Mac – APFS: fsroot tree is invalid after Time Machine backup – how to recover and avoid in the future

apfsdisk-utilityfsckhigh sierratime-machine

System

MacBook Pro, late 2013, 1 TB SSD (brand new, recently replaced by Apple), APFS (no journaling, case insensitive), High Sierra 10.13.2, Time Machine to network HDD.

What Happened

  • Mac stopped working, no space left on device.
  • Reboot failed.
  • Tried to boot into recovery mode with Command-R and run First Aid from Disk Utility – failed, because apparently the recovery system also resides on the same disk which seems to makes fsck on APFS impossible.
  • Tried to manually delete some files via rm, got no space left on device
  • Tried to truncate some files manually via cat /dev/null > somefile, got no space left on device
  • Booted into recovery mode with Shift-Command-R (downloads the system from Internet) and ran First Aid again. This time with limited success:

    ** Checking volume.
    ** Checking the container superblock.
    ** Checking the EFI jumpstart record.
    ** Checking the space manager.
    ** Checking the object map.
    ** Checking the APFS volume superblock.
    ** Checking the object map.
    error: invalid dstream.size (10730881024), is greater than dstream.alloced_size (71151616)
    error: xf : INO_EXT_TYPE_DSTREAM : invalid dstream
    error: inode_val: object (oid 0x16309a1): invalid xfields
    ** Checking the fsroot tree.
       fsroot tree is invalid.
    ** The volume /dev/rdisk2s1 could not be verified completely.
    

So apparently the fsroot tree is invalid. I've searched, but wasn't able to find any usable advice on how to fix this (except of course, reformat and restore from backup, which I'd like to avoid).
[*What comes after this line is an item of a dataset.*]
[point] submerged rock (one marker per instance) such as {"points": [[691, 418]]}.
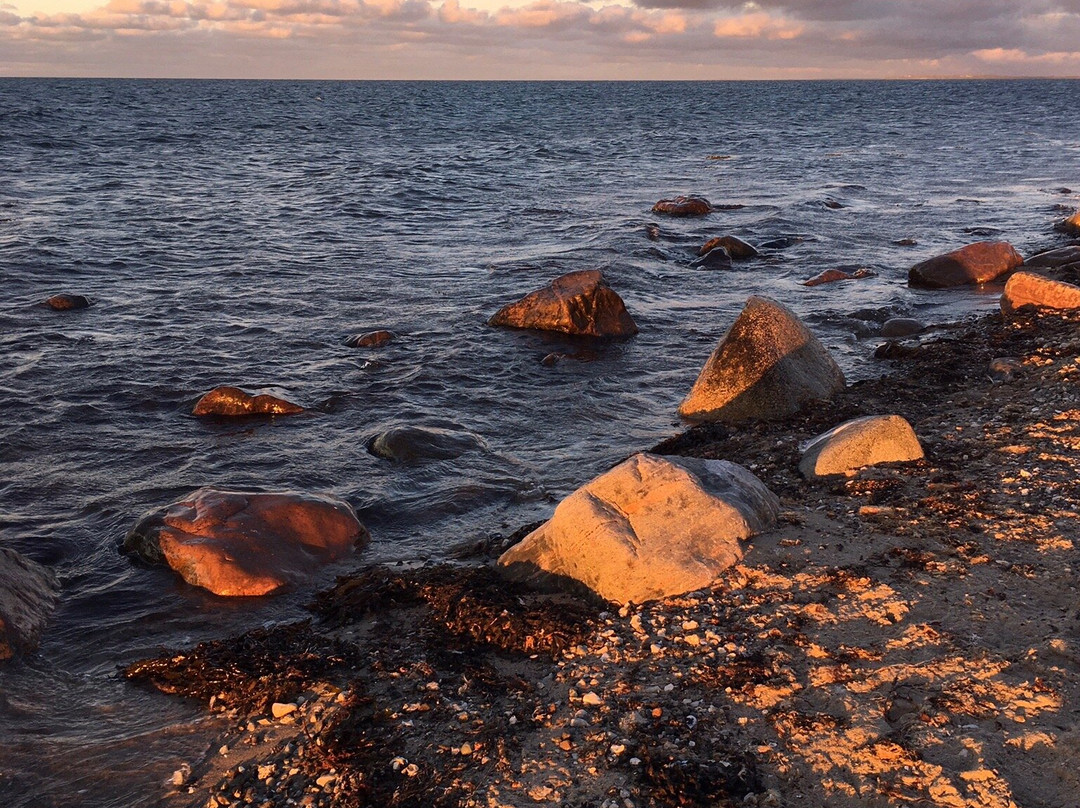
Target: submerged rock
{"points": [[66, 303], [1028, 288], [578, 303], [767, 365], [844, 449], [408, 444], [232, 401], [246, 543], [980, 263], [737, 247], [28, 594], [372, 339], [650, 527], [684, 206]]}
Additional Background Info

On the system is a Parallels Windows VM with a virtual 100 GB harddrive (yes, one big file), which was recently used (so a backup was needed). The last time I have used the computer, roughly 20 GB were still free on the macOS SSD. For a day or so, Time Machine backups have not completed, but no error message was shown. When the problem happened, I had left the machine turned on over night to complete an incremental Time Machine backup. The connection here is, that Time Machine is apparently using APFS snapshots. I suspect this is the root cause of why this mess happened.

Questions

  1. Is there a way to fix this (without reformat and restore from backup)?
  2. What's the best way to avoid this in the future (especially with regard to Time Machine)?

Thanks.

Update

When running fsck_apfs with the debug flag -d, the output contains a bit more information:

** Checking volume.
** Checking the container superblock.
** Checking the EFI jumpstart record.
** Checking the space manager.
** Checking the object map.
** Checking the APFS volume superblock.
** Checking the object map.
error: invalid dstream.size (10730881024), is greater than dstream.alloced_size (71151616)
error: xf : INO_EXT_TYPE_DSTREAM : invalid dstream
error: inode_val: object (oid 0x16309a1): invalid xfields
obj-id: 23267745 type: Inode      
private-id: 23267745 parent-id: 12896552 cr/mtime: 1515089959653928186/1515090145416398252 
def-prot-class: 0 
uid/gid/mode: 0/0/0x8180 bsd_flags: 0x0 internal_flags: 0x8280 name: NO-NAME
** Checking the fsroot tree.
   fsroot tree is invalid.
** The volume /dev/disk2 could not be verified completely.

Best Answer

I just ran into similar issue. Likely you would have found that the problem was in one of the files for the Parallels VM - at least that was the culprit in my case. Your fsck_apfs -d /disk/<disk> check returned:

obj-id: 23267745 type: Inode

If you had opened terminal you could have gotten the path to the file (or files) using that inode using the following command:

find / -inum 23267745

From there you would have known which file(s) needed to be restored instead of doing a full restore.

In my case the VM file was only available in the snapshot as I exclude my VMs from TimeMachine. I restored just that file from an earlier snapshot and I got further through fsck_apfs - it got through the disk to checking snapshots and then bombed on same file in the 2nd snapshot. Luckily snapshots are only kept for at most 24 hours so it should clear up after that point.

Your mileage may vary however as it could be as "simple" as one file or just the tip of the iceberg.